Electronics and Telecommunication Research Institute, Daejeon 34129, Korea.
Sensors (Basel). 2022 May 27;22(11):4075. doi: 10.3390/s22114075.
Arrhythmia detection algorithms based on deep learning are attracting considerable interest due to their vital role in the diagnosis of cardiac abnormalities. Despite this interest, deep feature representation for ECG is still challenging and intriguing due to the inter-patient variability of the ECG's morphological characteristics. The aim of this study was to learn a balanced deep feature representation that incorporates both the short-term and long-term morphological characteristics of ECG beats. For efficient feature extraction, we designed a temporal transition module that uses convolutional layers with different kernel sizes to capture a wide range of morphological patterns. Imbalanced data are a key issue in developing an efficient and generalized model for arrhythmia detection as they cause over-fitting to minority class samples (abnormal beats) of primary interest. To mitigate the imbalanced data issue, we proposed a novel, cost-sensitive loss function that ensures a balanced deep representation of class samples by assigning effective weights to each class. The cost-sensitive loss function dynamically alters class weights for every batch based on class distribution and model performance. The proposed method acquired an overall accuracy of 99.81% for intra-patient classification and 96.36% for the inter-patient classification of heartbeats. The experimental results reveal that the proposed approach learned a balanced representation of ECG beats by mitigating the issue of imbalanced data and achieved an improved classification performance as compared to other studies.

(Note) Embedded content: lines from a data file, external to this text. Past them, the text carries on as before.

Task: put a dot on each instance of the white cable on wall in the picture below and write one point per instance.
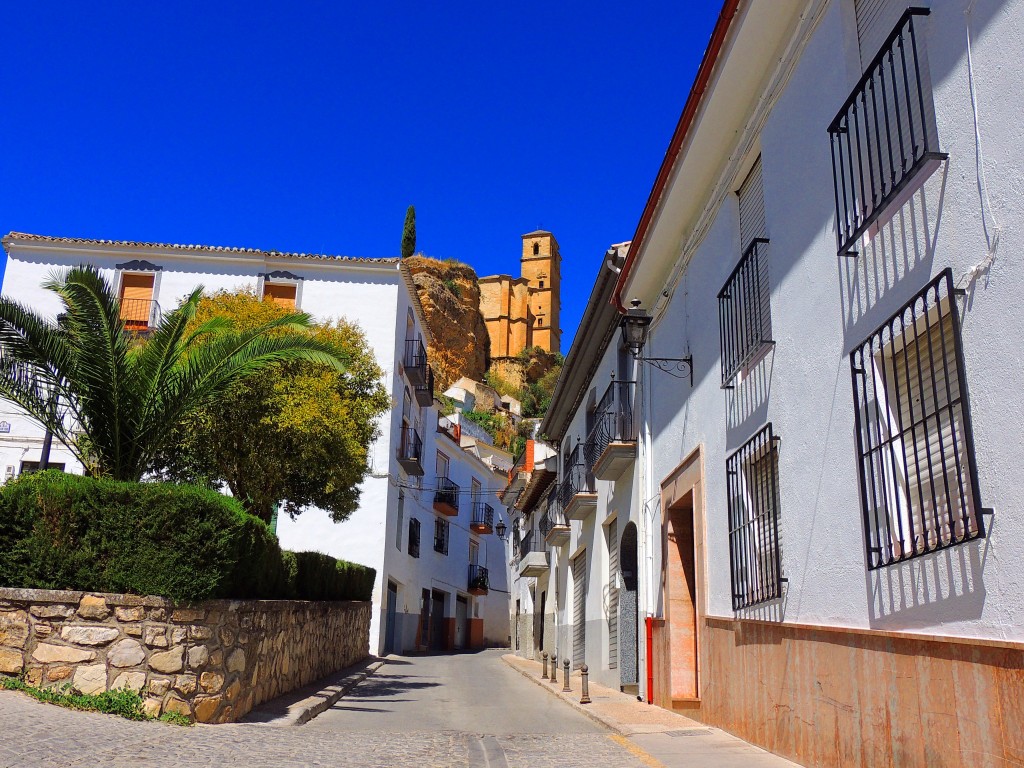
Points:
(987, 214)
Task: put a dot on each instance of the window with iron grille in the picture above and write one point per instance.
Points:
(440, 535)
(744, 312)
(414, 538)
(919, 481)
(885, 132)
(752, 475)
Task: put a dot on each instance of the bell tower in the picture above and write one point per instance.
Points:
(541, 267)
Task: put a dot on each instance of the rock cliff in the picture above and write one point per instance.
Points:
(451, 298)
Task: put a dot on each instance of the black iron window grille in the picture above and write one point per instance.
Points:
(577, 476)
(752, 475)
(414, 538)
(744, 311)
(483, 514)
(884, 134)
(478, 578)
(446, 493)
(440, 535)
(919, 480)
(612, 420)
(553, 514)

基于深度学习的心律失常检测算法因其在心脏异常诊断中的重要作用而引起了相当大的关注。尽管对此很感兴趣,但由于心电图形态特征的个体间可变性,心电图的深度特征表示仍然具有挑战性和吸引力。本研究旨在学习一种平衡的深度特征表示,该表示既包含心电图节拍的短期形态特征,也包含长期形态特征。为了进行有效的特征提取,我们设计了一个时间过渡模块,该模块使用具有不同核大小的卷积层来捕获广泛的形态模式。不平衡数据是开发有效和通用的心律失常检测模型的一个关键问题,因为它们导致对主要感兴趣的少数类样本(异常节拍)的过度拟合。为了解决不平衡数据问题,我们提出了一种新颖的、基于成本的损失函数,通过为每个类分配有效权重,确保类样本的深度表示平衡。基于类分布和模型性能,成本敏感损失函数会为每个批次动态调整类权重。所提出的方法在患者内分类中获得了 99.81%的整体准确性,在患者间分类中获得了 96.36%的准确性。实验结果表明,所提出的方法通过减轻不平衡数据问题学习了心电图节拍的平衡表示,并与其他研究相比,实现了更好的分类性能。